Она отвечала мне с видом откровенного презрения, что не ее забота думать о подобных вещах, что если я не могу ей позволить такие траты, то она сама себе их позволит, и тогда пусть я пеняю во всем на себя.
Я умолял ее хорошенько подумать и не доводить меня до крайности, помнить, что я женился на ней, чтобы любить ее и заботиться о ней, и хотел бы относиться к ней как к доброй жене, но вовсе не собираюсь из-за нее разориться и погибнуть в нищете. Но ничем нельзя было ее урезонить, никакие просьбы, чтобы она стала скромней, не помогали, напротив, она приняла их в штыки — как это я, видите ли, осмелился командовать ею? — и обрушила на меня целый поток слов, заявив, что я должен разделить с ней ее тяжкое бремя, а если мне это не нравится, она сама позаботится о себе и часу не останется больше со мной, она никому не позволит собой командовать и так далее все в том же духе.

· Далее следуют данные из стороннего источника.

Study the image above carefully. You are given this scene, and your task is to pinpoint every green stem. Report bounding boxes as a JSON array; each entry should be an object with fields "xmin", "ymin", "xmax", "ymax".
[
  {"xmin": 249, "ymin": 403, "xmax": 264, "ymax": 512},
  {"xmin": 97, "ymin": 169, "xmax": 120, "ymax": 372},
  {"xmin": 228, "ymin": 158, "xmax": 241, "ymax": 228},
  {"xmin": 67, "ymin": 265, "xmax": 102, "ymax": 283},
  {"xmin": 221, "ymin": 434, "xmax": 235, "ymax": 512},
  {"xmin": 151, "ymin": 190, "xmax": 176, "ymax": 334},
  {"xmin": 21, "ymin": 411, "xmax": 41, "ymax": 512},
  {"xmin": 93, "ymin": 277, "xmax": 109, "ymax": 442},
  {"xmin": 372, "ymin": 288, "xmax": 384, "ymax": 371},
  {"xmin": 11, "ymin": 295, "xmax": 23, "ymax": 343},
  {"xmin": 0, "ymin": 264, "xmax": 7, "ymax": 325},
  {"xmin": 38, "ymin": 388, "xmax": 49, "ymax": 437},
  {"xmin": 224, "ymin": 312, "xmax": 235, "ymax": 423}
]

На это я возразил ей, что ребенок, которого она назвала тяжким бременем, для меня совсем не бремя, что же до остального, она может поступать, как ей заблагорассудится, для меня и то будет уже облегчением, если не придется больше думать о родильных приютах, стоимостью в сто тридцать шесть фунтов, без которых, как выясняется, она никак не может обойтись. В ответ она сказала, что напрасно я так в этом уверен, что не придется, но если не придется думать мне, так придется кому-нибудь еще, как она надеется. «Воля ваша, сударыня, — сказал я, — тогда тот, кому придется думать о родильных приютах, и будет содержать детей». В этом я тоже напрасно уверен, заявила она, обернув все в шутку и таким образом высмеяв меня.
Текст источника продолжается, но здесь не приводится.